본문 바로가기

Posts

[FP] Database Optimization in Event Sourcing + FP Architecture

Intro

I want to talk about an interesting problem we faced while using Event Sourcing architecture and how we solved it. We'll specifically look at optimizing DB Journals and how it ties into the lazy concept of Functional Programming.

Event Sourcing?

Event Sourcing is an architectural pattern where we store changes to an application's state as a sequence of Events. Unlike traditional methods that only save the current state, Event Sourcing meticulously records every event that caused a state change, in chronological order.

With Event Sourcing, you can typically store a user's state using just two DB tables:

  • Journal: This table records all events as they happen, in a time-ordered sequence. Think of it like an accounting ledger where every transaction is meticulously noted.
  • Snapshot: This table stores the application's state at a specific point in time. Since replaying all events from the Journal to reconstruct the current state can be inefficient, snapshots are regularly taken to speed up recovery.

This approach offers the significant advantage of simplifying your DB usage patterns. State changes only occur through event emissions, and querying happens either by replaying the Journal or via Snapshots.

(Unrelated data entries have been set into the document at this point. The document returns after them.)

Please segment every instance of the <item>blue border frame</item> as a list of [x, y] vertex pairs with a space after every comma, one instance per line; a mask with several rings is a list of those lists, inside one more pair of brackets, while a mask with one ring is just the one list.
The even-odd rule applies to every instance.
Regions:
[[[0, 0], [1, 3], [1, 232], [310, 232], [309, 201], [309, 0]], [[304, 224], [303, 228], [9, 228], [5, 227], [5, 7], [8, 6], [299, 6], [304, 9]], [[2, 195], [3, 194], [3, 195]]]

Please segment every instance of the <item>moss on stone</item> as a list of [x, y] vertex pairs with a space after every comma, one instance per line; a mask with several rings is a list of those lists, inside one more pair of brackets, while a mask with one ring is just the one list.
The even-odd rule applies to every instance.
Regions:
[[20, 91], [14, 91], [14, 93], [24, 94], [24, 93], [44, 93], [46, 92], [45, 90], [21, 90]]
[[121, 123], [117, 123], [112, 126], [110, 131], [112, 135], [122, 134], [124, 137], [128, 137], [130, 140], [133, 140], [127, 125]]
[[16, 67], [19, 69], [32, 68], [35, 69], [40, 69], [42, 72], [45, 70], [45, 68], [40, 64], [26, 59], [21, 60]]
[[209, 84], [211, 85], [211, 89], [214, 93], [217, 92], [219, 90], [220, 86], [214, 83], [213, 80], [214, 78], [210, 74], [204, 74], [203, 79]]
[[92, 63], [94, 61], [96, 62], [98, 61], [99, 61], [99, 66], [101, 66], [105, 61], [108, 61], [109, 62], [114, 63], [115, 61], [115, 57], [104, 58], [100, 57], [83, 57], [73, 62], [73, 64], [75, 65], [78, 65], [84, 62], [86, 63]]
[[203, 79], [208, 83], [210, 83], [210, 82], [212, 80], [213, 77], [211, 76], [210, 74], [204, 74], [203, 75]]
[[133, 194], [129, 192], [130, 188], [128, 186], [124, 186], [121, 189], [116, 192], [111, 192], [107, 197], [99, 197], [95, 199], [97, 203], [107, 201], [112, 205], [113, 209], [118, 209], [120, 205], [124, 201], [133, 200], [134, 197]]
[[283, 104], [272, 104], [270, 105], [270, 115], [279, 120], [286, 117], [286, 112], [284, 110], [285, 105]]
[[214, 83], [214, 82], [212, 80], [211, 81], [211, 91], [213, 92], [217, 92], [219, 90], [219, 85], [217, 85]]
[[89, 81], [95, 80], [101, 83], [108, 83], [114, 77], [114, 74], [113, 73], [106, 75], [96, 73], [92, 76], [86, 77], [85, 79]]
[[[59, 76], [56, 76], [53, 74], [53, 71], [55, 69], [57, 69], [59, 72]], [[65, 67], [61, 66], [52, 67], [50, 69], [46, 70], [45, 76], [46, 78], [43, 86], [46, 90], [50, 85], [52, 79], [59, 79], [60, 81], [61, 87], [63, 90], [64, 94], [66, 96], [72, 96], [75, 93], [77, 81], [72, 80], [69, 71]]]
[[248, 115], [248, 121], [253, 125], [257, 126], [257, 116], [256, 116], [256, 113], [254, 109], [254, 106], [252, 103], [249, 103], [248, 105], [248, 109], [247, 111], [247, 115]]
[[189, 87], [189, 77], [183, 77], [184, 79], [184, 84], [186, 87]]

Event sourcing with FP lazy

Now, let's tie this to the lazy concept in Functional Programming. In Event Sourcing, DB access doesn't happen the moment an event is emitted. An event is merely an "Effect" that's been issued. In our project, we handle this using ZPure, where the act of issuing the effect itself is pure. This means we can postpone the actual process of taking those emitted events and saving them to the DB until later. That's what I mean by processing things in a lazy manner.

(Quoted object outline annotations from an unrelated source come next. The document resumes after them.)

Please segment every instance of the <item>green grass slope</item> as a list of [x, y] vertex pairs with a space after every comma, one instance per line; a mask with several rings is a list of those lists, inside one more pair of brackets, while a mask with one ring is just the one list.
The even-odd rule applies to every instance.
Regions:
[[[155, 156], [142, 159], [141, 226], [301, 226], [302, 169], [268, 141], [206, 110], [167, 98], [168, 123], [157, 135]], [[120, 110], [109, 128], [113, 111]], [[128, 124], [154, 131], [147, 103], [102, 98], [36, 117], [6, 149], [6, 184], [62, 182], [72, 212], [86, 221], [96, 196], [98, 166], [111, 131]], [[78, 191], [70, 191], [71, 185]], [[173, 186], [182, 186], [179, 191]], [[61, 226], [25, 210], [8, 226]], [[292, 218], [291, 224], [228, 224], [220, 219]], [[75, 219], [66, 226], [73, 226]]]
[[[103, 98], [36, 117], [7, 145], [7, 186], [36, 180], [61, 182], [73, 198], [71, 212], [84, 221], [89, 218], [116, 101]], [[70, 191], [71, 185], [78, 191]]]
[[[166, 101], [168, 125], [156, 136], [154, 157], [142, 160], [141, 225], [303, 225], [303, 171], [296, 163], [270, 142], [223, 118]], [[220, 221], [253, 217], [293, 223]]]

The Journaling Problem in Our Kingdom Building Game

Our project heavily utilizes Event Sourcing architecture. For example, consider the establishTown (build a town) feature in our kingdom building game. This feature includes validations—like checking if the location is valid or if the user's level allows for building—and the actual logic to grant the town to the user.

Then, a new requirement came in: "build multiple towns all at once." To extend the existing establishTown functionality while maintaining its reliability, we can consider implementing it by calling establishTown.replicateA(n) repeatedly. This approach is reasonable for safety. The internal logic of establishTown is complex, but it had been thoroughly reviewed, QA-tested, and proven stable in live operations. Definitely, using such a well-vetted function multiple times is a safe bet.

However, a problem soon emerged. If we built 100 towns simultaneously, each establishTown event would also trigger many events. This resulted in a repetitive pattern: TownEstablished -> RewardReceived -> TownEstablished -> RewardReceived -> ..., leading to a whopping 200 events being emitted, causing a performance issue with our database journaling.

How we detect this

We pinpointed this performance bottleneck using our Distributed Tracing tools, which track state changes across the system. We noticed an unexpectedly high number of events being written to the database during specific RPC calls.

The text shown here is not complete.